3. Be creative and memorable
If your classes are boring, don’t expect people to come. I learned to put myself in my student’s shoes and think about what I would like to see in a Hebrew class. I found that besides making the class content interesting, an easy way to ensure a memorable class was to include a 5 minute segment of cultural enrichment. This usually tied into the content of the class but was something they couldn’t learn in a textbook. Usually videos or songs, these cultural sessions gave my students context for what they were learning and a small window into Israeli culture. I highly recommend dedicating the last 5 minutes to a fun video, song, or activity, leaving students with a positive impression at the end of class.
Other ideas that can easily be integrated into the class content to increase interest are providing examples in the form of personal anecdotes, photos, jokes, or thinking of content that would most immediately impact the students. An example of this could be the speed dating exercise I did with my Hebrew students, giving them the langauge resources to “speed date” in Hebrew using Tinder profiles as an example. This activity was quirky, funny, memorable, and it definitely broke the ice.

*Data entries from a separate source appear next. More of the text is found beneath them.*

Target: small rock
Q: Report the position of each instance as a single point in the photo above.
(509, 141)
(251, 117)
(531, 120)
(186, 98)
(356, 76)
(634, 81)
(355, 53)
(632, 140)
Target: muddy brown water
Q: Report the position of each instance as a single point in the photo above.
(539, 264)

Other ideas that are creative when Powerpoints lose their punch:
Showing clips of children’s shows in beginner level classes
Field trip to order at a restaurant for advanced classes
Writing dialogues and presenting them
Using Quizlet live to review vocab in a fun way
4. Give them all the resources
Starting with emails, the materials sent out to students should be a supplement to their in-class learning. Send them slides, videos, songs, vocabulary lists, or worksheets. Try writing the email in the language for advancing students. I’ve found that some of my dedicated students use what I send them after class to practice.

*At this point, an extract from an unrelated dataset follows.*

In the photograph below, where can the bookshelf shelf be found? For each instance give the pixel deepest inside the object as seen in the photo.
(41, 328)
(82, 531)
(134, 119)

Other instructors have introduced an awesome method of sending out a playlist with songs in the language and an accompanying list of poetry for students who are interested in expanding their learning. Not all the teaching has to come directly from the instructor. Empowering the students by giving them a list of resources is just as valuable as class time.
5. Create a personal connection
Finally, I’ve found that the most meaningful part of all of this is not the language persay, but rather the personal connections between students. You are their greatest resource. Be their friend and work to make your shared classroom comfortable, open, and accepting. Being personal, genuine and friendly is the top reason people with join you in class week after week.
For me, the most important aspect was being able not only to teach some conversational Hebrew, but also sharing my experience and culture with people who came to hear what I had to share.
Across the board, teaching with NUCALLS has been very fulfilling and an incredible opportunity for me to build skills such as public speaking, interpersonal communication, leadership, and obviously teaching. I would recommend it to anyone who is willing to volunteer their knowledge in any language!